Passando al più recente di questo trittico – Index Research del 20 settembre -, la differenza tra Lega (30,5%) e M5S (28,9%) è più labile – meno di due punti separano i gialli dai verdi – ma comunque significativa. Il Partito Democratico si fermerebbe al 18,7%, mentre Berlusconi non va oltre l’8,8%. Fratelli d’Italia supererebbe la soglia di sbarramento per il rotto della cuffia, con il 3,1%.

Ultimi sondaggi elettorali: per Piepoli c’è il pareggio tecnico

L’unico istituto che rileva un pareggio tecnico è Piepoli, pubblicato il 19 settembre a Porta a Porta insieme al sondaggio di Euromedia Research, trattato pocanzi. Per Piepoli, sia Lega che M5S ottengono il 30% dei consensi. Il Partito Democratico non andrebbe oltre il 17%. Forza Italia manterrebbe, per un pelo, la doppia cifra (10%) e Fratelli d’Italia, seppur con poco margine, riuscirebbe a superare la soglia del 3%, toccando il 3,5%.

Secondo tutti gli ultimi sondaggi elettorali, non c’è spazio per LeU

Se i risultati del 4 marzo sono stati considerati una vera e propria debacle per Liberi e Uguali, non arrivano di certo notizie migliori dal fronte demoscopico. Nessuno degli otto istituti citati, rileva un LeU al di sopra della soglia di sbarramento del 3%. Index ed Euromedia Research offrono LeU al 2,8%, ma è un risultato ancora insufficiente per poter tornare in Parlamento.

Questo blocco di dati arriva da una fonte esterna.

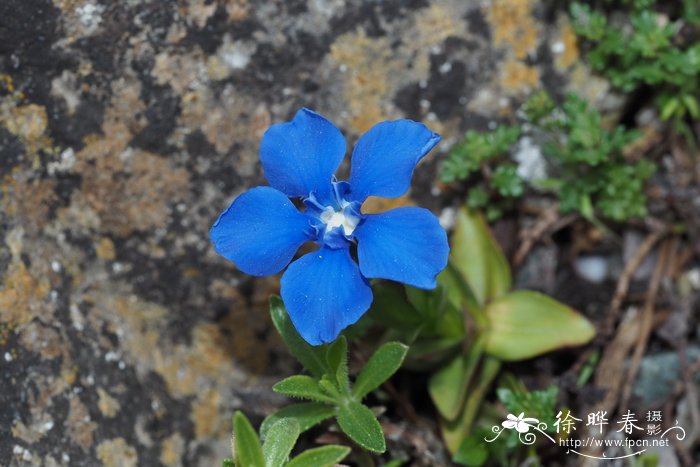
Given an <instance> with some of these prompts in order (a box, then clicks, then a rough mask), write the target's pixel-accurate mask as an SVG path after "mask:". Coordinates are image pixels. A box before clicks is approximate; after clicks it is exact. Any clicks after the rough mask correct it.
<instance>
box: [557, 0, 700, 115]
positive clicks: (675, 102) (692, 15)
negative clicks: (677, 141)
mask: <svg viewBox="0 0 700 467" xmlns="http://www.w3.org/2000/svg"><path fill="white" fill-rule="evenodd" d="M698 5H700V4H698V2H697V1H696V0H684V1H683V2H676V4H675V5H673V7H672V8H668V7H669V6H670V4H669V3H668V2H662V1H653V0H633V1H628V2H625V3H624V4H623V6H624V10H623V11H622V13H624V16H621V17H622V18H625V22H624V23H620V20H619V19H612V18H613V16H606V15H605V14H604V13H603V12H601V11H598V10H596V9H594V8H592V7H590V6H589V5H587V4H585V3H579V2H574V3H572V5H571V9H570V11H571V16H572V19H573V25H574V30H575V31H576V33H577V34H578V35H579V36H581V37H583V38H584V39H586V40H587V41H589V42H590V46H591V48H590V50H589V52H588V60H589V63H590V64H591V66H592V67H593V69H595V70H597V71H599V72H600V73H602V74H603V75H605V77H606V78H608V79H609V80H610V82H611V83H612V84H613V86H615V87H617V88H619V89H620V90H622V91H624V92H627V93H629V92H633V91H635V90H638V89H640V88H642V87H643V86H646V87H647V88H650V89H651V90H652V91H653V92H654V94H655V96H656V99H657V103H658V106H659V109H660V112H661V117H662V118H663V119H669V118H672V117H673V118H676V119H682V118H684V117H685V116H690V117H692V118H699V117H700V108H699V107H700V105H699V100H700V42H698V41H697V39H696V38H697V36H698V33H700V28H699V27H698V26H700V6H698ZM694 38H695V39H694Z"/></svg>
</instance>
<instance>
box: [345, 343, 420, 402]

Questa caduta di LeU può essere dettata anche dai leggeri miglioramenti di Potere al Popolo, che in alcuni casi supera LeU. Per Ixè, il partito guidato da Viola Carofalo tocca, al giorno d’oggi, il 2,8%. Tuttavia, si rimarca che nessun partito di sinistra – al di fuori del PD, che può rientrare nell’area di centro – avrebbe il consenso sufficiente per entrare a Montecitorio o a Palazzo Madama.